Mesela; DPT önceki müsteşarı, CHP milletvekili İlhan Kesici”nin öngörüsü; Türkiye ekonomisinin ikinci yarıda yüzde yedi civarında küçüleceği yönünde. Yani işsizliğimiz bir miktar daha artabilir. Bu arada belirtmekte yarar var; Türkiye ilk Koronovirüs vakasının tesbit edildiği 11 Mart tarihinden bu yana, başta ABD ve İtalya olmak üzere; KKTC, İran, Irak, Çin Halk Cumhuriyeti, Kolombiya, Sırbistan, Bosna Hersek, Karadağ, Kuzey Makedonya, Kırgızistan, Azerbeycan gibi pek çok ülkeye tıbbi yardım yapmış bulunuyor. Tabii, yardım yapmış olmanın yanı sıra, halen hijyen ürünleri ve solunum cihazı, tanı kiti, gibi tıbbi malzeme ihraç ettiğimiz ülkelerde var.
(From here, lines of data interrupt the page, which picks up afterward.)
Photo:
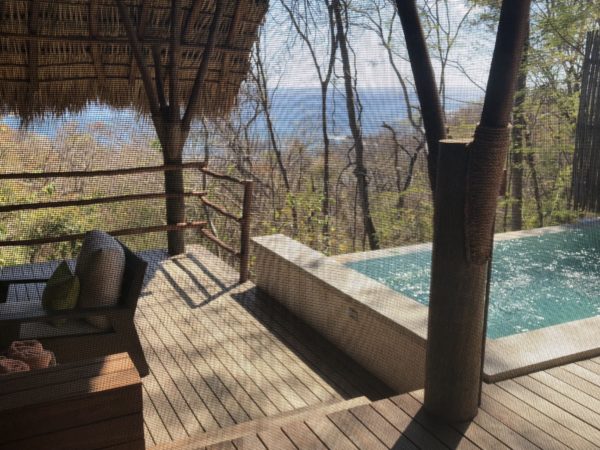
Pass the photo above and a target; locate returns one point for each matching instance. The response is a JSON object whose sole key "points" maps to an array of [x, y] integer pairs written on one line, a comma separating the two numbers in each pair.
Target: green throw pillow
{"points": [[61, 291]]}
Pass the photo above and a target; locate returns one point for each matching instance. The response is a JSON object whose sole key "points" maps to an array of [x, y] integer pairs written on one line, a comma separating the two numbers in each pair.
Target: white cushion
{"points": [[100, 266]]}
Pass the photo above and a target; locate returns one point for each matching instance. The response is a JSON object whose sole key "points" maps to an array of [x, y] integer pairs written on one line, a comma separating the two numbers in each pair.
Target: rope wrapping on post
{"points": [[487, 156]]}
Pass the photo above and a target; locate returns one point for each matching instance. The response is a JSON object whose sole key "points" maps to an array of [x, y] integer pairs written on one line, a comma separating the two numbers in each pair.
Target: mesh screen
{"points": [[315, 183]]}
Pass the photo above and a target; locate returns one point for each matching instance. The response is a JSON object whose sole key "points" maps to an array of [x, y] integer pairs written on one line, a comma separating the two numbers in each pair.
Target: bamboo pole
{"points": [[221, 176], [93, 201], [245, 234], [100, 173], [211, 237], [120, 232]]}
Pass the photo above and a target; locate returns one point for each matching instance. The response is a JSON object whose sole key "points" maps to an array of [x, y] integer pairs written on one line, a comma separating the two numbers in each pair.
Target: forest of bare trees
{"points": [[344, 180]]}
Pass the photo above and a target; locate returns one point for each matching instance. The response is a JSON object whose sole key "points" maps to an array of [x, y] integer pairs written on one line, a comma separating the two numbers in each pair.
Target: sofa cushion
{"points": [[100, 266], [61, 291]]}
Mesela; yetkinliği olan bir firmamız, aralarında İngiltere, Fransa, İtalya ve Polonya”nın da bulunduğu tam 28 ülkeye milyonlarca PCR tanı kiti ihraç ediyor. Buna ilave olarak kayda değer bir bilgi daha; Bilkent Üniversitesinden Dr.Selim Hanay, virüsü kuluçka döneminde belirleyen ve tanı kiti alanında çığır açabilecek Nanomekanik bir sistem geliştirdi.
Bu gelişme muhtemelen Haziran ayı içersinde kamuoyuna açıklanabilir. Yeni tanı sisteminin, güvenirliliği tartışma konusu olan diğer sistemlerin pabucunu dama atarak dünya da büyük talep göreceği öngörülüyor.
Gelelim, “Sağlık alanında fark yaratabilir miyiz?” meselesine… Bilindiği gibi tanı kitlerinin güvenirliliği, yanlış negatif ve yanlış pozitif meselesi çok konuşuluyordu. Şu anda, tanı kiti konusunda 17 farklı proje üzerinde, 16 yetkinlik almış olan Türk firması çalışmalarını sürdürüyor. Haziran sonlarına doğru tanı gücümüze güç katacak bu yönde de sevindirici haberler gelmesi ihtimali kuvvetli görünüyor.
Diğer taraftan Türkiye”de “Covid 19” üzerinde etkili olabilecek sekiz aşı ve dokuz ilaç geliştirme projesi de devam ediyor… Bu projeleri, yirmi dokuz kurum ve dokuz araştırma kurumu ile sekiz firma destekliyor.
Projelerde tam 263 uzman, gece gündüz aralıksız, adeta yarışırcasına hummalı bir çalışma sürdürüyor. İlaç projelerinden de Haziran ayı içinde yüz güldüren haberler gelmesi muhtemeldir. Sevgili dostlar; sonuç itibarı ile güzel günlere adım adım yaklaşıyoruz..Lütfen tedbirli olun, sağlıkla kalın efendim.